Steamboat Days on Flathead Lake

There was a time when there were no roads around Flathead Lake. Until the Great Northern Railway made its way to the valley over Marias Pass in 1892, the primary mode of transportation was the steamboat. Passengers and freight were hauled overland from the Northern Pacific Depot at Ravalli to Polson. From there, steamboats completed the journey from across the lake to Demersville via the Flathead River.

Things changed considerably when the Great Northern put Kalispell on the main line. Now supplies could be shipped by steamboat to Polson eliminating the wagon trip from Ravalli.

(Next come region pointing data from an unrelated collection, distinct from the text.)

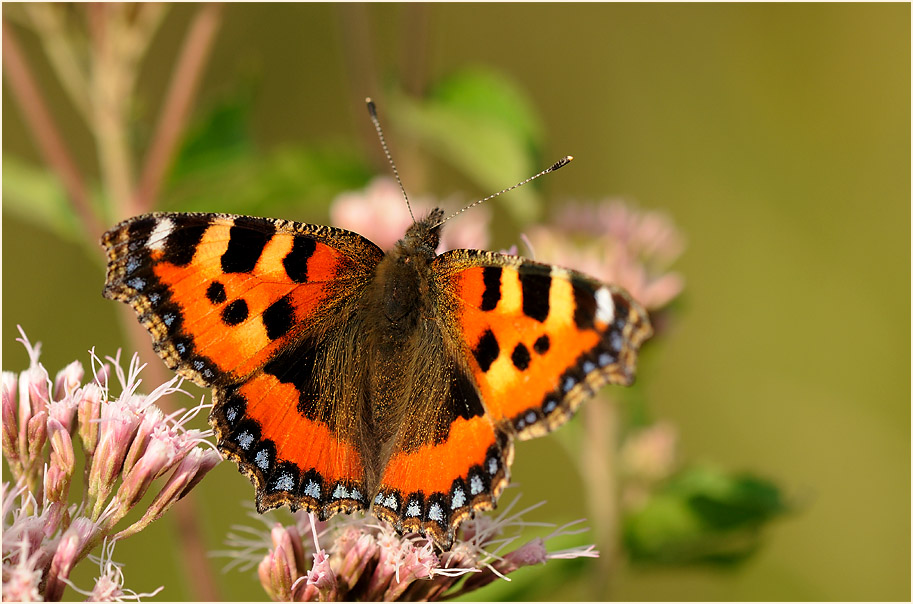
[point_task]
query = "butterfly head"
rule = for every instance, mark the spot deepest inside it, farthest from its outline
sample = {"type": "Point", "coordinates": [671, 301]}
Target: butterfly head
{"type": "Point", "coordinates": [423, 236]}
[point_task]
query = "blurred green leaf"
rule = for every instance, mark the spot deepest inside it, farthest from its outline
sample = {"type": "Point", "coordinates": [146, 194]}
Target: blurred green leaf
{"type": "Point", "coordinates": [36, 195]}
{"type": "Point", "coordinates": [481, 124]}
{"type": "Point", "coordinates": [290, 182]}
{"type": "Point", "coordinates": [702, 515]}
{"type": "Point", "coordinates": [219, 137]}
{"type": "Point", "coordinates": [491, 96]}
{"type": "Point", "coordinates": [220, 169]}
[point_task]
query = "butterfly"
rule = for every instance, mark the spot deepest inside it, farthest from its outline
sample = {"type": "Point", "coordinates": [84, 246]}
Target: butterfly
{"type": "Point", "coordinates": [347, 378]}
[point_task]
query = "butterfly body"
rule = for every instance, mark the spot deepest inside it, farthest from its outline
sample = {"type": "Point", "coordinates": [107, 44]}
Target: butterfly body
{"type": "Point", "coordinates": [345, 378]}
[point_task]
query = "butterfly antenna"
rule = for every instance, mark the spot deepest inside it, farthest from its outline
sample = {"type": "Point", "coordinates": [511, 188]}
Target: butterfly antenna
{"type": "Point", "coordinates": [558, 164]}
{"type": "Point", "coordinates": [372, 111]}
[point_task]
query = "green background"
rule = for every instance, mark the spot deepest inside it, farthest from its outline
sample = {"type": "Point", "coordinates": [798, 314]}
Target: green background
{"type": "Point", "coordinates": [776, 136]}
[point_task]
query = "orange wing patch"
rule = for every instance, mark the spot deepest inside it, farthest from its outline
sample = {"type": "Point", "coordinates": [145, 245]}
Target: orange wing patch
{"type": "Point", "coordinates": [541, 339]}
{"type": "Point", "coordinates": [232, 302]}
{"type": "Point", "coordinates": [223, 294]}
{"type": "Point", "coordinates": [436, 487]}
{"type": "Point", "coordinates": [292, 458]}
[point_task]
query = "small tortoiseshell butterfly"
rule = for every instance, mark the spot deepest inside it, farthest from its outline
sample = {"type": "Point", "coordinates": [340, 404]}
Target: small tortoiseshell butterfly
{"type": "Point", "coordinates": [347, 378]}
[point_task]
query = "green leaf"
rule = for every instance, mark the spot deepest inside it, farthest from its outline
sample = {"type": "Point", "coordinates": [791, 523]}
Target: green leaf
{"type": "Point", "coordinates": [294, 182]}
{"type": "Point", "coordinates": [219, 137]}
{"type": "Point", "coordinates": [490, 96]}
{"type": "Point", "coordinates": [703, 515]}
{"type": "Point", "coordinates": [476, 121]}
{"type": "Point", "coordinates": [35, 194]}
{"type": "Point", "coordinates": [221, 169]}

Stops were made just about anywhere on the lake by boats with names like us Grant, Montana, Wasco, Crescent, Kalispell, Demersville, City of Polson, Flyer, Cassie D and Klondike. Some were large and some were small. The Klondike was 120 feet long and could carry 425 passengers and 118 tons of freight. Some of the smaller boats continued in service until the late 1920s.

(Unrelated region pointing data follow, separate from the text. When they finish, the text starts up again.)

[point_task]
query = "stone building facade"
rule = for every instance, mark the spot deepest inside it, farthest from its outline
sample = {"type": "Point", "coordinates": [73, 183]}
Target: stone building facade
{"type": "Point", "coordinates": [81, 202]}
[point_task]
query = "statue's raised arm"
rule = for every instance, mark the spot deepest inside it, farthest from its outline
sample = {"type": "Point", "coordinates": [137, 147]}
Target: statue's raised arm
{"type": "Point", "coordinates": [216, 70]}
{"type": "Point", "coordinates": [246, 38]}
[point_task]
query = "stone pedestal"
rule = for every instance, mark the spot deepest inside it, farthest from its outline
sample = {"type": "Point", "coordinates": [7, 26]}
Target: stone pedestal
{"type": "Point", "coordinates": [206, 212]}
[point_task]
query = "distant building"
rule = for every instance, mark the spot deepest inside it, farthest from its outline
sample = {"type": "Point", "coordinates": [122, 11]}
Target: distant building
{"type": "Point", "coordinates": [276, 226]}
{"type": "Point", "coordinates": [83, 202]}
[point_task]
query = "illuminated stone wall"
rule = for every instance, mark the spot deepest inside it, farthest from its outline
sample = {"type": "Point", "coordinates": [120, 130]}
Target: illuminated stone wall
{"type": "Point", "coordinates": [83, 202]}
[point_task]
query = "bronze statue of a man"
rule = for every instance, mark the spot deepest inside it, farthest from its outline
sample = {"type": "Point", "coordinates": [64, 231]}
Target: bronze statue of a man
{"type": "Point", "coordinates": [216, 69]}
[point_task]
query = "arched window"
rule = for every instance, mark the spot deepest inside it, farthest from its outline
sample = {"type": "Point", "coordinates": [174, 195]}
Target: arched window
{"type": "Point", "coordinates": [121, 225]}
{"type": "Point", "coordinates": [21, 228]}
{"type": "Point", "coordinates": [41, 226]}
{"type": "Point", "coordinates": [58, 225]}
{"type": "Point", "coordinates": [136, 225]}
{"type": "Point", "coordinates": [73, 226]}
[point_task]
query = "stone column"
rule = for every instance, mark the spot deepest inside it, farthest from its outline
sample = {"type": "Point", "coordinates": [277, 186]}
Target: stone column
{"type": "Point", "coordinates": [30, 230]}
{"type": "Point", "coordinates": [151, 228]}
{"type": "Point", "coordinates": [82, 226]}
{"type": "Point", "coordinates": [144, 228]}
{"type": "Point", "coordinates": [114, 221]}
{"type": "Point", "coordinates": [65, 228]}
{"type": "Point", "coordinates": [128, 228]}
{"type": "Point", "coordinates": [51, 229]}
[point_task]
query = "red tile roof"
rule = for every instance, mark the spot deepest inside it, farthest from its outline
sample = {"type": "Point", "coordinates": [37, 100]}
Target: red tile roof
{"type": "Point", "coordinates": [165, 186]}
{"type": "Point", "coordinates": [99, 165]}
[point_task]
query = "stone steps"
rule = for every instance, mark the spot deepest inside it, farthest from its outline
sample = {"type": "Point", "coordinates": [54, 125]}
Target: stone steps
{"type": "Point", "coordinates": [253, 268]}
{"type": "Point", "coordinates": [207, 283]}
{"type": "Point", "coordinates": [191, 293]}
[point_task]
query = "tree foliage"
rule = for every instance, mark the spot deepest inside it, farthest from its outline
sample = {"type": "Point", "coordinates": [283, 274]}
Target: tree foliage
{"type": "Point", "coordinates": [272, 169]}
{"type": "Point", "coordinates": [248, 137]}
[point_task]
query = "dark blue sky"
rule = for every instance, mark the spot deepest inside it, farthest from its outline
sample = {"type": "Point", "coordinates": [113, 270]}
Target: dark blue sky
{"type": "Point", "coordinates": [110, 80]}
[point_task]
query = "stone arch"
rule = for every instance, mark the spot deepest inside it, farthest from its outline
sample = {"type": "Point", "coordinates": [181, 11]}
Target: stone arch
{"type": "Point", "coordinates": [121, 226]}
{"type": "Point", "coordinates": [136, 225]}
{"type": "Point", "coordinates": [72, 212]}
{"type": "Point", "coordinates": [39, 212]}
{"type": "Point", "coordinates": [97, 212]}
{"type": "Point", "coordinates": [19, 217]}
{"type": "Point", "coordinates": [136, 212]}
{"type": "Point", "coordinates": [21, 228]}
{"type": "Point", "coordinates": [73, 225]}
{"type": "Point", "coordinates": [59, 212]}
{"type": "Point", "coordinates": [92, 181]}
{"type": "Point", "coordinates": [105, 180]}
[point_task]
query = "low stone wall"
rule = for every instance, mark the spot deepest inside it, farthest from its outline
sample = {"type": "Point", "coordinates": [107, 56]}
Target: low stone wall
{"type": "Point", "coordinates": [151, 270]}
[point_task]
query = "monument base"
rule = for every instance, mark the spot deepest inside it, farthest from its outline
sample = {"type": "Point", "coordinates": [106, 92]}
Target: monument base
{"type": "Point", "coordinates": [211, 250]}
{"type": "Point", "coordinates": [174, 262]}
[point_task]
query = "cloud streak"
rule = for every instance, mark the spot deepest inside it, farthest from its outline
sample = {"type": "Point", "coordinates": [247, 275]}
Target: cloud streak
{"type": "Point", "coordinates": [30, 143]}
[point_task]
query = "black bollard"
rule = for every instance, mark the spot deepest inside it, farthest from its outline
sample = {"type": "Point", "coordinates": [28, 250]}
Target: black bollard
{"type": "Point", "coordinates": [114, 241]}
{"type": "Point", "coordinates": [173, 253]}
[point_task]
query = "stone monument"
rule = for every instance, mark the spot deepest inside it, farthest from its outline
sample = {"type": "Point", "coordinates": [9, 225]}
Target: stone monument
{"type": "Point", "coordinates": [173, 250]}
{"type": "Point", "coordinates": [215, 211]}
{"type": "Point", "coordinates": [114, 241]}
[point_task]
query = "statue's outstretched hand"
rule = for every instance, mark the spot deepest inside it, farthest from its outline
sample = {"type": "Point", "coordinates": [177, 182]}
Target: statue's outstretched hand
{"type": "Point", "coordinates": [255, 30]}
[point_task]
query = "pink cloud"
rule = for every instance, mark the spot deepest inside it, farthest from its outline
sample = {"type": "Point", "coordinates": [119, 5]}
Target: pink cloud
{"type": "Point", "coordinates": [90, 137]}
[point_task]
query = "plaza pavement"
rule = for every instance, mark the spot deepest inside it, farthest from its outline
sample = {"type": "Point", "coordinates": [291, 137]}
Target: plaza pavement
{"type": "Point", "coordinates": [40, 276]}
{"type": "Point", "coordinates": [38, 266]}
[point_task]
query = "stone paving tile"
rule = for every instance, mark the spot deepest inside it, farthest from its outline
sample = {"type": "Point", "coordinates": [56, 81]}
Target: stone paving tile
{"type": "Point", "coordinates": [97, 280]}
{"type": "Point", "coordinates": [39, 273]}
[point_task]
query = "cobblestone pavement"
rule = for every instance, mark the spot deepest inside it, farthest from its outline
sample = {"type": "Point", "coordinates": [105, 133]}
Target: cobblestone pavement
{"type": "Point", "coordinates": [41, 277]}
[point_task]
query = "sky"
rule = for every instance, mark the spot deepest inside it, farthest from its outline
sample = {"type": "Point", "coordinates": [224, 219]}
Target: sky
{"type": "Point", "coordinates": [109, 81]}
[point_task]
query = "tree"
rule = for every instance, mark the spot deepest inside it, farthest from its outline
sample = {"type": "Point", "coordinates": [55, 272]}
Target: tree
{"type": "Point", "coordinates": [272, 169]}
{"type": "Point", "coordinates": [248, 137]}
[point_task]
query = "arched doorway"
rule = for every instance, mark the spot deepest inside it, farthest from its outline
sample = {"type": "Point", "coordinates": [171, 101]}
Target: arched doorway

Some of the more popular stops on the west side were Lakeside (at that time known as Chautauqua or Stoner), Rollins, Angel Point, Dayton (a lumber company dock), Big Arm, Elmo and Salish Point at Polson. On the east shore, Yellow and Woods Bays and Bigfork were popular stops.

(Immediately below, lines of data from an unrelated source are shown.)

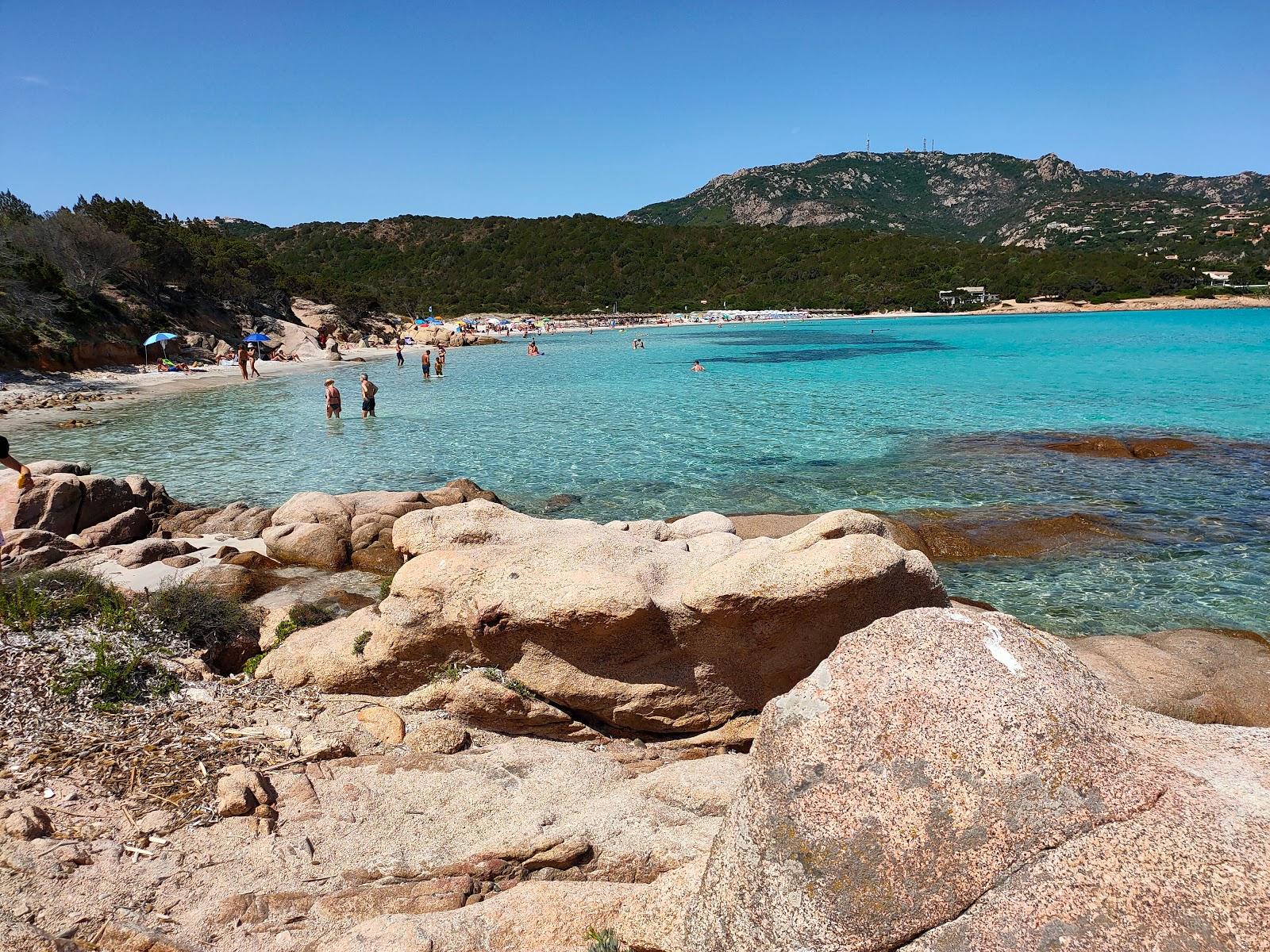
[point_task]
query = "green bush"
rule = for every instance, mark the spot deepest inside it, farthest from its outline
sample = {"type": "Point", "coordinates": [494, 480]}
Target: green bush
{"type": "Point", "coordinates": [117, 673]}
{"type": "Point", "coordinates": [310, 616]}
{"type": "Point", "coordinates": [302, 616]}
{"type": "Point", "coordinates": [203, 620]}
{"type": "Point", "coordinates": [601, 941]}
{"type": "Point", "coordinates": [60, 596]}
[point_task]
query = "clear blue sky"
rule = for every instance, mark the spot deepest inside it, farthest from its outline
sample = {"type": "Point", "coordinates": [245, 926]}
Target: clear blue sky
{"type": "Point", "coordinates": [287, 112]}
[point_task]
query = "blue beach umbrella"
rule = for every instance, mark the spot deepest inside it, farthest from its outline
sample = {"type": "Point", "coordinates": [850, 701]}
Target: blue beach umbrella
{"type": "Point", "coordinates": [156, 340]}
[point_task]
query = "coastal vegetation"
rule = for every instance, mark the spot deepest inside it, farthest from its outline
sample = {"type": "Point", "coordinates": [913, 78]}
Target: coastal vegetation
{"type": "Point", "coordinates": [579, 263]}
{"type": "Point", "coordinates": [89, 282]}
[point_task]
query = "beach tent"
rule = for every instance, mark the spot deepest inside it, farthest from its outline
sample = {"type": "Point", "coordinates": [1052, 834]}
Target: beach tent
{"type": "Point", "coordinates": [156, 340]}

While driving around the lake, you can see old dock pilings used by the steamboats. A rail line to Polson, passable roads around the lake and the depression finally sank the steamboat trade. The steamer Helena was tied up at the old ferry-crossing town of Holt, where it eventually sank and rotted. The pilothouse of the Helena is displayed outside of Kehoe’s Agate Shop, along with a descriptive sign.